The adrenaline was too much. I could barely wait for the ball to be rolled to me. I began my kicking motion way too early. My only option was to compensate for the timing deficiency with power. It may have been the brute velocity of my leg swinging through the air. Or maybe it was the unusual way that the ball connected with my foot, more under it than in front of it because I had kicked too early. Or it may have been due entirely to thrift, neglect, and an Olympian heel just a bit more detached than any other I’d ever played kickball in. Whatever the reason, the dismay that I felt at making poor contact with the ball transformed into sheer horror as the entire sole of my sneaker peeled from my foot and went hurling through the air.

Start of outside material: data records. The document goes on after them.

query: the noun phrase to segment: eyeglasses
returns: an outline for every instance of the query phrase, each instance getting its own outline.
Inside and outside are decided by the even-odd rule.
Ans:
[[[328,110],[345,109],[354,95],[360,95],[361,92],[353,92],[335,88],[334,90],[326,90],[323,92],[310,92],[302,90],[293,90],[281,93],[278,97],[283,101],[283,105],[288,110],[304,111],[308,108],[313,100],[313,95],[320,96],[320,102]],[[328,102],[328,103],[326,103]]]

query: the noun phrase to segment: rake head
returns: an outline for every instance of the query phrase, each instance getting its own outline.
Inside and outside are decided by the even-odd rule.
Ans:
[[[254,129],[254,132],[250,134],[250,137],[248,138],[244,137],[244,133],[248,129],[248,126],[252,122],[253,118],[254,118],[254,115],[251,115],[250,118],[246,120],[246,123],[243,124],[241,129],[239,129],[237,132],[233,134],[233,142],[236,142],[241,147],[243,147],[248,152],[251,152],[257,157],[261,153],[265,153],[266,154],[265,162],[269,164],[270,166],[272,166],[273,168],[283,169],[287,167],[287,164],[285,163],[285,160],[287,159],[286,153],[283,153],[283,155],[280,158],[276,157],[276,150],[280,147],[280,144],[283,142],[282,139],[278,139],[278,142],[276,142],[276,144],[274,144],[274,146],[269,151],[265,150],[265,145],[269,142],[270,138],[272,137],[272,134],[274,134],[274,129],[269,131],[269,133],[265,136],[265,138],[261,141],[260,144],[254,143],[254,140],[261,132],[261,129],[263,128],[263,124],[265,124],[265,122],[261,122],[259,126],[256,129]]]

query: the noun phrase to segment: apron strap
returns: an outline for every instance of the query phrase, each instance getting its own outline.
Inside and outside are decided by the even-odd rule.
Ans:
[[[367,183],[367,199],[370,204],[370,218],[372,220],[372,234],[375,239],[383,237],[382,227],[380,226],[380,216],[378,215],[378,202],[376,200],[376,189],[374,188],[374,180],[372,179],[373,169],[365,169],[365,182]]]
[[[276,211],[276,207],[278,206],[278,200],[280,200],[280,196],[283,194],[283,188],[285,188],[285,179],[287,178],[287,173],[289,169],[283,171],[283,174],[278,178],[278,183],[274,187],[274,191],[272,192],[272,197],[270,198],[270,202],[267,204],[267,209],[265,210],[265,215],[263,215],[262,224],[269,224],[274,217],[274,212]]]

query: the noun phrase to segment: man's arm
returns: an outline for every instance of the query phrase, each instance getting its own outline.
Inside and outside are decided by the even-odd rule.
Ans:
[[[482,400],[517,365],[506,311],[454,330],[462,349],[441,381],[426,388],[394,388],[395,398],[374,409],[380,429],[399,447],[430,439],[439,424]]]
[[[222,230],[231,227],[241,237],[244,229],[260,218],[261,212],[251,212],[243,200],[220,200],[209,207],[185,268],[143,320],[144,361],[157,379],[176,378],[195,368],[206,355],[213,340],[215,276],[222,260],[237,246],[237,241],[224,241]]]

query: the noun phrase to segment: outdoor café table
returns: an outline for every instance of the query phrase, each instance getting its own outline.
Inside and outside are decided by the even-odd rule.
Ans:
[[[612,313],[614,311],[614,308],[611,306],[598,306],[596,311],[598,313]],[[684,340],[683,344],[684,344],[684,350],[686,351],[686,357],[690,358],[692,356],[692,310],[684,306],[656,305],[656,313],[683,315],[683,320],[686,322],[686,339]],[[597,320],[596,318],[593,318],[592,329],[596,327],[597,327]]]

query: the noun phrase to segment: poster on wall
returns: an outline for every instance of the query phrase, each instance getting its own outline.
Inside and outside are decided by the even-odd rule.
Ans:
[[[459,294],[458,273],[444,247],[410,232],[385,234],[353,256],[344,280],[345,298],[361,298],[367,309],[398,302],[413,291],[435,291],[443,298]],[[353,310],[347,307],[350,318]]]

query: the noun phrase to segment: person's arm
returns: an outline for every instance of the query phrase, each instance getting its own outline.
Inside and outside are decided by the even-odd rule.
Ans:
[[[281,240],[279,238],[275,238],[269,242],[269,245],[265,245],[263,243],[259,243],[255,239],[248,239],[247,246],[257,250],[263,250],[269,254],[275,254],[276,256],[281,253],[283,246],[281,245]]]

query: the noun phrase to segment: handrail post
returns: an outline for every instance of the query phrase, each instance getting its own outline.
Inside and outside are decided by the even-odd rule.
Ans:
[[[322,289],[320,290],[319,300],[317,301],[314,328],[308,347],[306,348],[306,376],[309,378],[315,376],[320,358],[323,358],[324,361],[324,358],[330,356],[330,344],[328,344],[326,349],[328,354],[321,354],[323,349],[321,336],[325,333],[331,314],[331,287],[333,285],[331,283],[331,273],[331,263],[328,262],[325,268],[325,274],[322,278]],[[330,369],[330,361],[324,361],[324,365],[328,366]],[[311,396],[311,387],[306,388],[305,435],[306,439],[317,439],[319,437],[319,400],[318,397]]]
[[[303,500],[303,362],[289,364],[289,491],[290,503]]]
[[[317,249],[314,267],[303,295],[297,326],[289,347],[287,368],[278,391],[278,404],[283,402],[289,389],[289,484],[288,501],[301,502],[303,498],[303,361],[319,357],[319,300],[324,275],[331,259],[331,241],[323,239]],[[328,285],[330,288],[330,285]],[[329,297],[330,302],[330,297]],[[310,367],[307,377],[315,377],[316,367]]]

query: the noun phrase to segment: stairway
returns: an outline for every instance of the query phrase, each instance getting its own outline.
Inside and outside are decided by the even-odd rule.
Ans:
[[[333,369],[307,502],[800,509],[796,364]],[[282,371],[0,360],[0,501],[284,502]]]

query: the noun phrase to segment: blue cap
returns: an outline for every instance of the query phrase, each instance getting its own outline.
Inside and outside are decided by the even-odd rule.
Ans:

Time stood still. I remember it like I remember hearing that Biggie was shot. I wanted to evaporate. Not only had I kicked an easily playable ball that would result in us losing the championship, but my shoe had fallen apart in front of the entire school.
Life was over.
My pitiful stupor was interrupted by a chorus of screaming teammates. “RUN!”
I ran. Without being able to make sense of it. Feeling the concrete underneath my sock with every stride. Wondering if it would have made more sense to save my energy for the avalanche of shaming certain to begin at any moment. To my surprise, I arrived at first base before the ball did. I’d barely begun heading to second when I was mobbed my teammates. Everyone was cheering. It was pandemonium.
For five minutes, we lost our minds jumping up and down in celebration! Before I knew it the principal was calling for order, and congratulating my class on his funnel shaped megaphone. With every jump I felt pebbles and rocks up against the sock left unprotected by my bottomless sneaker, but no one was making fun of me. No one even seemed to have noticed.
Out of the corner of my eye I spotted Andy, tears running out of his eyes, pleading with Ms. Solara. “What a sore loser,” I thought. All of the other kids had begun to disperse, but Andy just wouldn’t quit. “It’s not fair! It’s not fair!”
During the game Andy had been playing shortstop. He may have been greasy but he was a good kickball player. Once he picked up on my botched kick the game was all but over, until my no frills footwear came to the rescue. As the bottom of my sneaker flew into the air Andy’s cat-like reflexes betrayed him. Instead of tracking the ball, he instinctively reacted to the flying sole, the pursuit of which took him out of position to make what otherwise would have been a routine play. By the time he realized what he was doing, the ball had passed by him into the outfield, giving my team the base hit that we needed to win.
Shortly after the celebration died down, Ms. Solara walked over to me holding the game saving flap of rubber (or plastic, or whatever it was those shoes were made of). Andy had finally given up pleading with her. “Might be time for a new pair,” she smiled as she handed it to me.
On any other day a classmate of mine likely would have retrieved it, taunting me mercilessly, perhaps throwing it back and forth between other classmates while I tried to capture it enduring my own personal nightmare. Not this time though. Indigence had saved the day. It was the ace up my sleeve allowing me to topple Greasy Andy and his minions. There would be no Pac-man jokes. No pointing and teasing as I walked towards the bus stop in a blackened sock loosely cloaked in a thin sneaker shell. I was no joke. I was Angel Del Villar, the winner, who delivered the game winning kick, carrying his gym class to victory.